Drunken with what?  With wine, with poetry, or with virtue, as you will.  But be drunken.
And if sometimes, on the stairs of a palace, or on the green side of a ditch, or in the dreary solitude of your own room, you should awaken and the drunkenness be half or wholly slipped away from you, ask of the wind, or of the wave, or of the star, or of the bird, or of the clock, or of whatever flies, or sighs, or rocks, or sings, or speaks, ask what hour it is; and the wind, wave, star, bird, clock, will answer you: 'It is the hour to be drunken! Be drunken, if you would not be the martyred slaves of Time; be drunken continually!
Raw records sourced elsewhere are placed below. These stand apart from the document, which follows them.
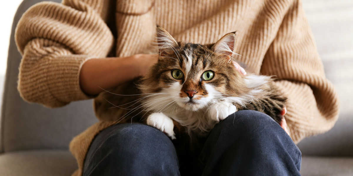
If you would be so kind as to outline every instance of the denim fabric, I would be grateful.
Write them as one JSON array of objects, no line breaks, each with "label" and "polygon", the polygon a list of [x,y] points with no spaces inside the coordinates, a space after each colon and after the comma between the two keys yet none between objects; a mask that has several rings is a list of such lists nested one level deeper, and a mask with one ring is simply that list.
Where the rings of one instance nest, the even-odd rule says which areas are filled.
[{"label": "denim fabric", "polygon": [[216,125],[197,159],[178,161],[177,152],[154,128],[116,125],[94,140],[83,175],[180,175],[179,163],[190,165],[183,175],[300,175],[299,149],[278,124],[257,111],[238,111]]}]

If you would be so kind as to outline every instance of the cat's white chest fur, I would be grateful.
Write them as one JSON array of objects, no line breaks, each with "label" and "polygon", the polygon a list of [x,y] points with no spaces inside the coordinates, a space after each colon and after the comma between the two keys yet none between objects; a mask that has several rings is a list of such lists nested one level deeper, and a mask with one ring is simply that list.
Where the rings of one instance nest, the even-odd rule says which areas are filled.
[{"label": "cat's white chest fur", "polygon": [[147,118],[147,124],[175,139],[172,118],[189,130],[201,131],[210,130],[214,125],[236,112],[237,107],[228,101],[215,102],[209,108],[198,111],[184,110],[178,113],[166,111],[151,114]]}]

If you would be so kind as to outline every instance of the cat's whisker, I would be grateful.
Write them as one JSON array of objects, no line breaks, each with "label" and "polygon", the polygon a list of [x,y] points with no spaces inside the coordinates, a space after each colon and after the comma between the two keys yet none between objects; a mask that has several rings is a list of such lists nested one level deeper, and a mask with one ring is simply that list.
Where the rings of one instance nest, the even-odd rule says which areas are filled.
[{"label": "cat's whisker", "polygon": [[103,90],[104,90],[104,91],[105,91],[105,92],[108,92],[108,93],[109,93],[113,94],[113,95],[119,95],[119,96],[136,96],[136,95],[141,95],[171,94],[172,94],[172,93],[173,93],[173,92],[163,92],[163,93],[146,93],[146,94],[133,94],[133,95],[122,95],[122,94],[115,94],[115,93],[113,93],[113,92],[109,92],[109,91],[108,91],[108,90],[106,90],[106,89],[103,89],[103,88],[101,87],[100,86],[98,86],[98,87],[99,87],[100,89],[101,89]]},{"label": "cat's whisker", "polygon": [[[172,94],[172,93],[171,93],[170,94]],[[114,105],[115,106],[114,107],[110,107],[109,108],[115,108],[115,107],[119,107],[119,108],[121,108],[121,109],[131,109],[131,108],[130,108],[130,109],[127,108],[128,108],[129,107],[131,107],[132,106],[134,105],[135,105],[135,104],[138,103],[139,102],[143,100],[144,99],[145,99],[146,98],[147,98],[148,97],[150,97],[150,96],[153,96],[153,95],[165,95],[165,94],[164,94],[164,93],[156,93],[156,94],[153,94],[152,95],[148,95],[148,96],[144,96],[143,97],[142,97],[142,98],[139,98],[139,99],[138,99],[137,100],[134,100],[133,101],[131,101],[131,102],[129,102],[128,103],[126,103],[125,104],[123,104],[123,105],[119,105],[119,106],[115,105],[113,104],[113,103],[110,103],[110,102],[109,102],[109,101],[108,101],[108,100],[107,100],[107,101],[108,101],[108,102],[109,102],[109,103],[110,103],[110,104],[112,104],[112,105]],[[133,104],[132,104],[132,105],[130,105],[130,106],[129,106],[126,107],[126,108],[121,108],[121,107],[120,107],[120,106],[124,106],[124,105],[128,105],[128,104],[129,103],[132,103],[132,102],[134,102],[134,101],[137,101],[136,102],[135,102],[135,103],[133,103]]]},{"label": "cat's whisker", "polygon": [[172,101],[171,102],[170,102],[168,103],[168,104],[167,104],[167,105],[166,105],[164,106],[163,106],[162,108],[161,109],[158,109],[157,111],[159,111],[160,112],[161,112],[163,110],[163,109],[164,109],[164,108],[165,108],[166,107],[167,107],[168,106],[168,105],[169,105],[169,104],[170,104],[170,103],[173,103],[173,102],[174,102],[174,101],[175,101],[175,100],[173,100],[173,101]]},{"label": "cat's whisker", "polygon": [[[139,106],[138,106],[137,107],[136,107],[136,108],[133,109],[130,111],[129,111],[126,114],[124,114],[124,115],[123,115],[120,118],[125,118],[127,116],[128,116],[129,115],[130,115],[131,114],[132,114],[133,112],[136,111],[136,110],[137,110],[137,109],[139,109],[141,107],[143,107],[143,105],[144,104],[149,103],[149,102],[152,102],[151,104],[153,104],[155,103],[156,103],[157,102],[159,102],[159,101],[163,101],[163,100],[165,100],[165,99],[168,99],[170,98],[172,98],[172,96],[169,96],[169,97],[167,97],[167,98],[162,97],[162,98],[160,98],[159,99],[157,99],[152,100],[150,100],[150,101],[148,101],[147,102],[144,102],[144,103],[141,104],[141,105],[139,105]],[[162,100],[158,100],[158,99],[162,99]],[[145,109],[144,109],[142,110],[142,111],[144,111],[145,109],[146,109],[145,108]],[[133,109],[135,109],[135,110],[134,110],[134,111],[132,111],[132,112],[131,112],[131,111],[132,111],[132,110],[133,110]]]},{"label": "cat's whisker", "polygon": [[[168,101],[174,101],[174,100],[167,100],[167,101],[164,101],[164,102],[161,102],[161,103],[158,103],[158,104],[157,104],[157,105],[155,105],[155,106],[154,106],[154,107],[152,107],[152,109],[153,109],[153,108],[154,108],[154,107],[156,107],[156,106],[158,106],[158,105],[160,105],[161,104],[162,104],[162,103],[165,103],[165,102],[168,102]],[[143,111],[144,111],[145,110],[145,109],[146,109],[146,108],[149,108],[149,107],[150,107],[150,105],[149,105],[149,106],[148,106],[147,107],[146,107],[146,108],[145,108],[144,109],[143,109],[143,110],[142,110],[142,111],[141,111],[141,112],[143,112]],[[146,111],[146,113],[145,113],[144,114],[143,114],[143,115],[142,115],[142,117],[143,117],[144,116],[145,116],[145,115],[146,115],[146,114],[147,114],[147,113],[148,113],[148,111]]]},{"label": "cat's whisker", "polygon": [[[171,98],[171,97],[169,97],[169,98]],[[162,101],[162,100],[159,100],[159,101],[157,101],[157,102],[160,101]],[[152,103],[152,104],[154,104],[154,103],[155,103],[156,102],[156,102],[155,101],[155,100],[151,100],[151,101],[155,101],[154,102]],[[166,102],[167,101],[166,101]],[[139,107],[140,107],[141,106],[139,106],[139,107],[138,108],[136,108],[136,109],[135,109],[132,112],[131,112],[131,111],[132,111],[132,110],[130,111],[129,111],[126,114],[125,114],[125,115],[124,115],[122,116],[121,117],[120,117],[120,118],[119,118],[119,119],[118,119],[116,120],[114,122],[113,122],[112,123],[112,124],[113,124],[113,123],[119,123],[120,121],[121,121],[121,120],[122,120],[123,119],[124,119],[125,117],[126,117],[127,116],[128,116],[128,115],[130,115],[130,114],[131,114],[131,113],[132,113],[133,112],[136,111],[136,110],[137,110],[137,109],[139,109]],[[146,107],[146,108],[147,108],[147,107]],[[141,111],[140,112],[139,112],[137,114],[135,115],[138,115],[141,112],[142,112],[145,109],[146,109],[146,108],[145,108],[144,109],[143,109],[142,111]],[[146,113],[147,112],[146,112]],[[134,116],[133,117],[134,117],[134,116]]]}]

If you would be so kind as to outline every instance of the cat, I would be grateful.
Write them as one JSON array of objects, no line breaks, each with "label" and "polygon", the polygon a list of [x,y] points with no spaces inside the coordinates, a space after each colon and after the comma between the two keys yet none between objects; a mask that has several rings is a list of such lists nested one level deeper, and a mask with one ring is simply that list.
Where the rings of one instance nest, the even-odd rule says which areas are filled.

With wine, with poetry, or with virtue, as you will.' "
He grins at his father provocatively. 


....

--Long Day's Journey Into Night: Eugene O'Neill



************



Enivrez-Vous - Charles Baudelaire

Il faut être toujours ivre.
Tout est là:
c'est l'unique question.
Pour ne pas sentir
l'horrible fardeau du Temps
qui brise vos épaules
et vous penche vers la terre,
il faut vous enivrer sans trêve.
Mais de quoi?
De vin, de poésie, ou de vertu, à votre guise.
Mais enivrez-vous.
Et si quelquefois,
sur les marches d'un palais,
sur l'herbe verte d'un fossé,
dans la solitude morne de votre chambre,
vous vous réveillez,
l'ivresse déjà diminuée ou disparue,
demandez au vent,
à la vague,
à l'étoile,
à l'oiseau,
à l'horloge,
à tout ce qui fuit,
à tout ce qui gémit,
à tout ce qui roule,
à tout ce qui chante,
à tout ce qui parle,
demandez quelle heure il est;
et le vent,
la vague,
l'étoile,
l'oiseau,
l'horloge,
vous répondront:
"Il est l'heure de s'enivrer!
Pour n'être pas les esclaves martyrisés du Temps,
enivrez-vous;
enivrez-vous sans cesse!
De vin, de poésie ou de vertu, à votre guise."